According to the National Library of Medicine, another attempt was made in 1992 when a surgeon transplanted a baboon liver into a human; however, this patient died within 70 days of when the procedure took place. “Xenotransplantation is a very risky idea, most times the genetic makeup of one organism is so different from that of a human that it is very difficult to begin the process of genetic modifications to begin with,” Griffith said in his latest interview on the subject. According to the National Library of Medicine, this is a purely experimental process as doctors will not know if it is effective unless they try. However, Griffith believes that although “it is a corrosive process,” surgeons “don’t have a choice.” Many surgeons agree that although it is experimental, they have no other choice but to experiment. This is a surgery that could pull the United States of America out of an organ crisis because, to simply put it, too many people are dying since they can not get the organs they need because other people aren’t dying. Xenotransplantation has been in the works for decades, and it could be the future of medicine.
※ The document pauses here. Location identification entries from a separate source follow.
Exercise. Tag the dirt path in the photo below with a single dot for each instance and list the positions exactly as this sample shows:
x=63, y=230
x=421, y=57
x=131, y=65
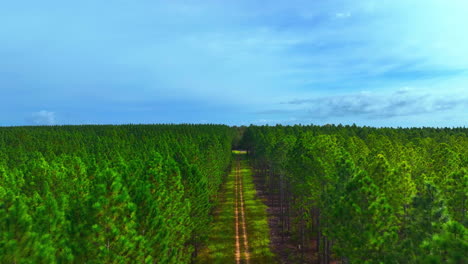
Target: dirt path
x=240, y=225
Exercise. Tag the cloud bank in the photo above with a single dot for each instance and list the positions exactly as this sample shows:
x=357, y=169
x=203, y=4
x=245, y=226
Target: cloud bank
x=377, y=106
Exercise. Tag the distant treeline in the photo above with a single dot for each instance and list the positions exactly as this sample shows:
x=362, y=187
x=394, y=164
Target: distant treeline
x=109, y=194
x=368, y=195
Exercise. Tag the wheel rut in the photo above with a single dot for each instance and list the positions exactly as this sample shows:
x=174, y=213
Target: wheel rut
x=242, y=241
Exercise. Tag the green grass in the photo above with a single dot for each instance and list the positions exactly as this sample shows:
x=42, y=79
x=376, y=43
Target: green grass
x=256, y=220
x=220, y=246
x=239, y=152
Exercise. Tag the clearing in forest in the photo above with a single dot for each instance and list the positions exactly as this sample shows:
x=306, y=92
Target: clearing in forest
x=240, y=232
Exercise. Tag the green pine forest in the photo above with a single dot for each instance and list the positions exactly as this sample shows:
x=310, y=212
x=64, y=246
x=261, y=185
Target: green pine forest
x=149, y=193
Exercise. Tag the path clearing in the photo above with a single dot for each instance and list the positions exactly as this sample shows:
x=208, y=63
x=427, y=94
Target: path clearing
x=240, y=207
x=240, y=233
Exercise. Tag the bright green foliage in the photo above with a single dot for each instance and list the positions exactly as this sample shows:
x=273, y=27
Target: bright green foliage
x=368, y=195
x=109, y=194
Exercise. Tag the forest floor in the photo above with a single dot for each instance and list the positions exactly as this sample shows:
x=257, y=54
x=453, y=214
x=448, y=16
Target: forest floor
x=240, y=231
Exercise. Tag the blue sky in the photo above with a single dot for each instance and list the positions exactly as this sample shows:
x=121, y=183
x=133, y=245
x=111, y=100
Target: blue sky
x=376, y=63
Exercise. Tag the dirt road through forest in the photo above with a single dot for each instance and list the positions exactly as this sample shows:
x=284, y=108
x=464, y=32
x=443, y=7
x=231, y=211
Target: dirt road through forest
x=240, y=221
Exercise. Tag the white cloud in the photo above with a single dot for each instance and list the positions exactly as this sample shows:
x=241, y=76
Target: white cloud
x=43, y=117
x=343, y=15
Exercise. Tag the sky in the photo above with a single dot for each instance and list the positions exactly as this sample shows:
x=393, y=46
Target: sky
x=374, y=63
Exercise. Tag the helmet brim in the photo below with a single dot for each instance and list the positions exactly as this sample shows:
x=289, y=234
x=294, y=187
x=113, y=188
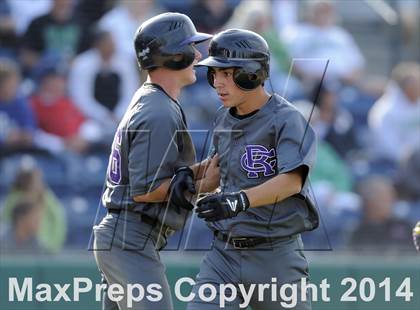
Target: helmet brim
x=218, y=63
x=197, y=38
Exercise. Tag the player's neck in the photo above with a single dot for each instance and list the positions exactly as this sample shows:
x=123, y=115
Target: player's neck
x=254, y=101
x=167, y=83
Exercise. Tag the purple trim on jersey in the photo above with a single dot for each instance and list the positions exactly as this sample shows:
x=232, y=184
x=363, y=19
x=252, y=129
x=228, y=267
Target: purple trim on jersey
x=114, y=169
x=258, y=159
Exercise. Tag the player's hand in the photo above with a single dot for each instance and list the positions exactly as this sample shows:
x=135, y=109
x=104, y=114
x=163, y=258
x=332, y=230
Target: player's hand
x=182, y=181
x=219, y=206
x=416, y=236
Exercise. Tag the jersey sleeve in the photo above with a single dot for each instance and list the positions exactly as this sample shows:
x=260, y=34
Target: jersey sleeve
x=153, y=153
x=296, y=144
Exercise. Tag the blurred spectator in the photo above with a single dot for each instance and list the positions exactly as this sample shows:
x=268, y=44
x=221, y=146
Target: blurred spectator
x=102, y=82
x=321, y=39
x=394, y=118
x=329, y=168
x=210, y=15
x=331, y=182
x=256, y=15
x=8, y=36
x=284, y=13
x=379, y=229
x=88, y=13
x=56, y=35
x=335, y=124
x=29, y=185
x=408, y=177
x=124, y=19
x=23, y=12
x=21, y=236
x=56, y=114
x=17, y=123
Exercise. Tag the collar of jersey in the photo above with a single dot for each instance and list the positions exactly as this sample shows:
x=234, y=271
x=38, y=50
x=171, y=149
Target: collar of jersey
x=252, y=114
x=154, y=85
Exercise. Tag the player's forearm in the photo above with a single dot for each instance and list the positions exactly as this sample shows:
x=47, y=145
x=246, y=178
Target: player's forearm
x=160, y=194
x=275, y=190
x=199, y=169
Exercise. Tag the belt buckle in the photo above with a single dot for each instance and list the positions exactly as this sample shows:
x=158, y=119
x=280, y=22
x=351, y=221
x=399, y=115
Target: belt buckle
x=236, y=242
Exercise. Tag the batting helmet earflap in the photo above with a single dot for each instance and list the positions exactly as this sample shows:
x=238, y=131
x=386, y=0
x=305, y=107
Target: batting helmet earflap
x=165, y=41
x=244, y=50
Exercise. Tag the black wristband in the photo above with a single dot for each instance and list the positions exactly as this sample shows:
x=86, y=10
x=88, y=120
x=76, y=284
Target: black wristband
x=186, y=169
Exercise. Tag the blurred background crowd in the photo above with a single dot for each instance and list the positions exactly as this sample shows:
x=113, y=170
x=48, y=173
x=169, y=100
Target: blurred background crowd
x=68, y=71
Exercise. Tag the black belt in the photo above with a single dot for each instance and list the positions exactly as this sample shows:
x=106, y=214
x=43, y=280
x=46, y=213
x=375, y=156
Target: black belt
x=246, y=242
x=144, y=218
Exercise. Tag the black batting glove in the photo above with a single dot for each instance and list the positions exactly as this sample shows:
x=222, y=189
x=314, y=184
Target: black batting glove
x=182, y=181
x=416, y=236
x=216, y=207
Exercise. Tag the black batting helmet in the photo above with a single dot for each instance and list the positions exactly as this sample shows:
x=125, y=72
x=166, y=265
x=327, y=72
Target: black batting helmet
x=244, y=50
x=161, y=40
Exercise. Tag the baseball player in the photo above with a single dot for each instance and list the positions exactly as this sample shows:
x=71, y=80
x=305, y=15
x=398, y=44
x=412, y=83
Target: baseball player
x=150, y=145
x=266, y=150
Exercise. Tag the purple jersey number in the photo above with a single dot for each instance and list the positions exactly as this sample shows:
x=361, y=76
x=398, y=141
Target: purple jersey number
x=114, y=168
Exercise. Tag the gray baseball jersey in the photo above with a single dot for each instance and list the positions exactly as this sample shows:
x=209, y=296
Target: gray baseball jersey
x=150, y=144
x=252, y=150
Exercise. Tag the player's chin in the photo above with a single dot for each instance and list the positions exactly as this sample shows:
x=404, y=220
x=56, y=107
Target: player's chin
x=192, y=78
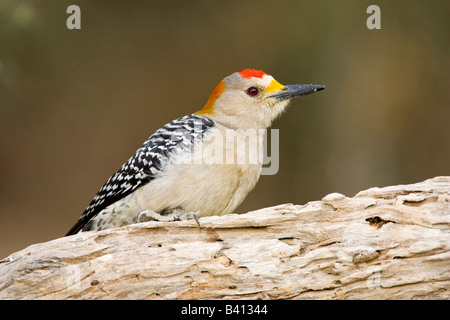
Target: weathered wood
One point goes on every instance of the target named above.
(384, 243)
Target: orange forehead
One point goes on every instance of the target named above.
(249, 73)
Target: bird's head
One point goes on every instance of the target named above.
(251, 99)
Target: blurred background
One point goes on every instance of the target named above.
(76, 104)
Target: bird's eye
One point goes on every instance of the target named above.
(252, 91)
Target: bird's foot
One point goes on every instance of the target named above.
(175, 215)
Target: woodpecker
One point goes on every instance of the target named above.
(178, 173)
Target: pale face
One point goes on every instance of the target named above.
(251, 99)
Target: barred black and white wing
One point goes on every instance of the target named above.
(145, 163)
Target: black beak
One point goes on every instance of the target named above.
(296, 90)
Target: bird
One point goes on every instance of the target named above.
(188, 168)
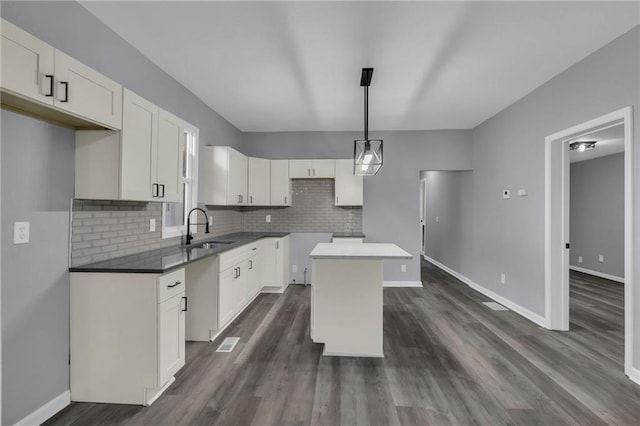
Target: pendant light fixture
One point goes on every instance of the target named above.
(367, 154)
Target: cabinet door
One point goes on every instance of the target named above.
(139, 133)
(240, 290)
(280, 183)
(348, 186)
(171, 337)
(27, 64)
(167, 164)
(87, 93)
(226, 308)
(323, 169)
(237, 178)
(253, 275)
(269, 271)
(259, 182)
(300, 169)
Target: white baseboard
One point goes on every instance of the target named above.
(531, 316)
(402, 284)
(597, 274)
(47, 411)
(635, 375)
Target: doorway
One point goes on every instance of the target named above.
(557, 245)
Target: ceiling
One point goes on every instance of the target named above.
(608, 141)
(284, 66)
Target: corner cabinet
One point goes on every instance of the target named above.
(143, 162)
(225, 176)
(349, 188)
(312, 169)
(127, 335)
(34, 74)
(280, 183)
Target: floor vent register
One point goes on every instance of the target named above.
(495, 306)
(228, 344)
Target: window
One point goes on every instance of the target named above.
(174, 215)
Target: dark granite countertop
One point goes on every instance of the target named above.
(348, 235)
(166, 259)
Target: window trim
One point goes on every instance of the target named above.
(180, 230)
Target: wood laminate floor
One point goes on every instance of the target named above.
(449, 360)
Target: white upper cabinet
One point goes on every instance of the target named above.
(225, 177)
(168, 169)
(349, 188)
(280, 183)
(87, 93)
(310, 169)
(27, 64)
(259, 182)
(33, 70)
(138, 138)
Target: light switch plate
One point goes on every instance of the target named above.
(20, 232)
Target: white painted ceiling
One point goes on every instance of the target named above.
(283, 66)
(608, 141)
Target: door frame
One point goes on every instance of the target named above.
(557, 224)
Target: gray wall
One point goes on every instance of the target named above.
(448, 198)
(597, 214)
(391, 207)
(37, 186)
(508, 152)
(34, 309)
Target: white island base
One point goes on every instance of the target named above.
(346, 297)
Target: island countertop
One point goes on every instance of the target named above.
(359, 251)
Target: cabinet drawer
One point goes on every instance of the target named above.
(231, 258)
(170, 285)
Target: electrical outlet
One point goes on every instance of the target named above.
(20, 232)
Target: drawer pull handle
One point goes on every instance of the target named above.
(177, 283)
(66, 91)
(50, 77)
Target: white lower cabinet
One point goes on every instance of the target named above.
(127, 335)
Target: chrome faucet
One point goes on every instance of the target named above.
(189, 237)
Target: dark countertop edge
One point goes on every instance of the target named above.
(247, 238)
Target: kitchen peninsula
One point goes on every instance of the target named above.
(346, 297)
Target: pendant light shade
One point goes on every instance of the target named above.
(367, 154)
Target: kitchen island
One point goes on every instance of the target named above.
(346, 297)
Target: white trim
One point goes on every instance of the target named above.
(150, 399)
(531, 316)
(597, 274)
(556, 257)
(634, 375)
(402, 284)
(47, 411)
(324, 353)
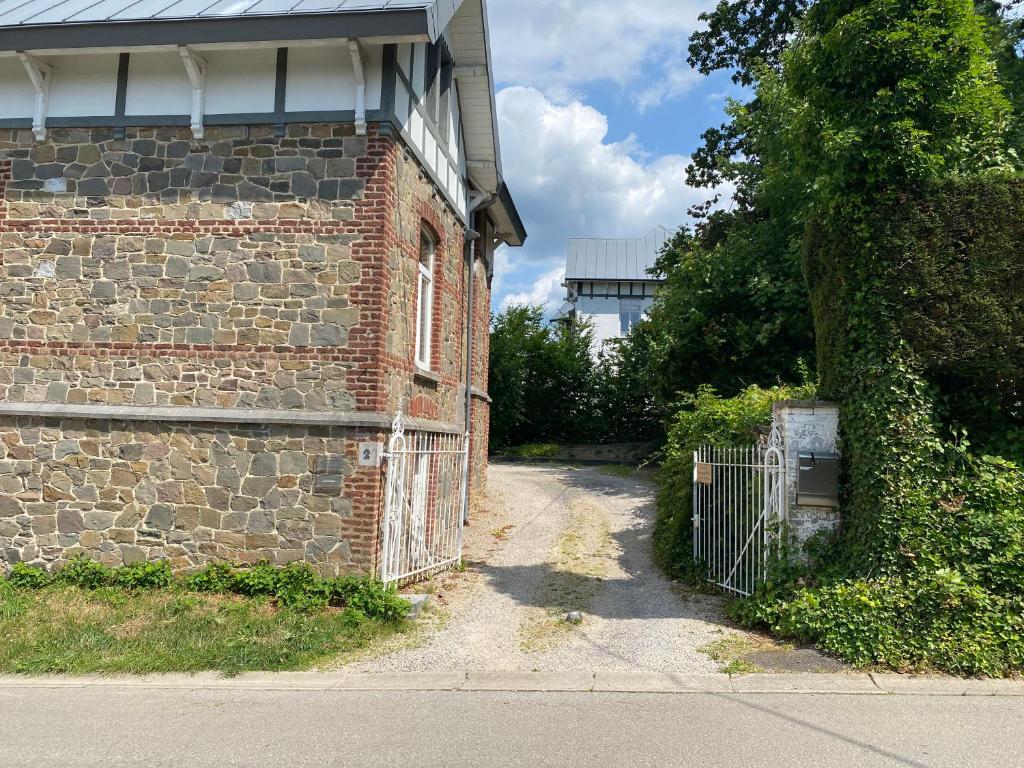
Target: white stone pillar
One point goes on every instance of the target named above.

The end to the organ crisis can be seen with this specific procedure, proving that xenotransplantation is in fact affluent. Experimental surgeries like this could be one of the few things to save a majority of the human population. Griffith agrees, stating that “instead of 5,000 people getting an organ every year, it can turn into 10,000 because of this one proven procedure.” Welcome to the future of surgical medicine.
*Update: David Bennett Senior, recipient of the pig to human heart transplant passed away on March 9th, 2022 due to septic shock from rejecting the heart. Without his historic bravery, surgeons would never have been able to experiment with this procedure; now surgeons know the complications that are at risk. Bennett lived for over sixty days, which is the longest any human has survived this kind of procedure. Although this is a setback, surgeons are still trying to find a way to make this experiment work in a more long term fashion for future help with organ transplants.